On recovery, we check the value of the status variable, and act accordingly. If the value is IDLE, then no recovery is needed, since both copies are consistent with the most up-to-date state. If the value is MUT, meaning that the main copy is being modified, then we copy the back image over to overwrite the main image, rolling back partial updates made by the incomplete transaction. If the value is COPY, meaning that the system crashes while we copy the value to back image, then the recovery routine copies the main image to back image again to complete the commit process. Note that in the last two cases, since copying one image to the other is an idempotent operation, if the system crashes again during recovery, no special handling is required, and the recovery process can simply restart.
The paper proposes one optimization for reducing the amount of data copied when a transaction commits. The transaction commit process requires copying the entire main image to the back image, even if only a small subset of the main image is updated by the transaction. The optimization maintains a log of addresses within DRAM. When a mutating method is called, the start address and the length of affected area is also written into the DRAM log. When the transaction commits, the library call only copies addresses that are present in the log, reducing the amount of data that is copied. Note that the paper claims that this logging optimization, unlike redo or undo logging, does not introduce extra write amplification, since application written data is always duplicated one more times, without writing them into the log. The system maintains a constant write amplification factor of two.
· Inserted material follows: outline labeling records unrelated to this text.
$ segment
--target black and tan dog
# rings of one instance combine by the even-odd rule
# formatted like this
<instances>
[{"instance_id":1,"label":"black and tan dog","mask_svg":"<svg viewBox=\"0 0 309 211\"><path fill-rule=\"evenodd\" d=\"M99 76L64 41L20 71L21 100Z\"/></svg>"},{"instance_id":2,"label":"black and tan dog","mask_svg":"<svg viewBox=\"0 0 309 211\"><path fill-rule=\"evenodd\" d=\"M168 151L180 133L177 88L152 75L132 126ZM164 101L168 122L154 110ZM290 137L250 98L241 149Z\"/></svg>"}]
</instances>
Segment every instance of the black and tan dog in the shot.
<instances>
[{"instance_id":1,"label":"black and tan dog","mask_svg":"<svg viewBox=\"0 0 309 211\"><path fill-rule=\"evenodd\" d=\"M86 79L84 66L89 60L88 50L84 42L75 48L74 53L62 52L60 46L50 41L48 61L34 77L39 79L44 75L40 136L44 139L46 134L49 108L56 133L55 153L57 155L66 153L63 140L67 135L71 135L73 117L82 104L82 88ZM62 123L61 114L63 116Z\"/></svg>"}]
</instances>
The paper also proposes three ways of supporting concurrent transactions with proper isolation. In the simplest manner, the application can just use a single global lock for serializing concurrent reads and writes, since only one copy of active data is maintained. In the second way, we use flat combining to aggregate update threads’ requests into a local buffer, which will then be taken and fulfilled by a dedicated thread. Only the dedicated thread can access the main copy, and it processes each request from the buffer on behalf of other threads. Requestor threads need to wait for the return value to appear in the buffer before they can return from the function call to maintain linearizability. In the last method, only one update thread is allowed to execute transaction on the main copy and to copy the main image to the back image. Reader threads either access the main image or the back image based on the current state variable. The paper uses an “offset” variable for determining the current read location. The offset variable is added to read addresses within the transaction area to redirect reads to the corresponding copy. When the state variable is IDLE and COPY, we read from the main image since it is consistent. When the variable is MUT, we read from the back image, since the main image is under modification.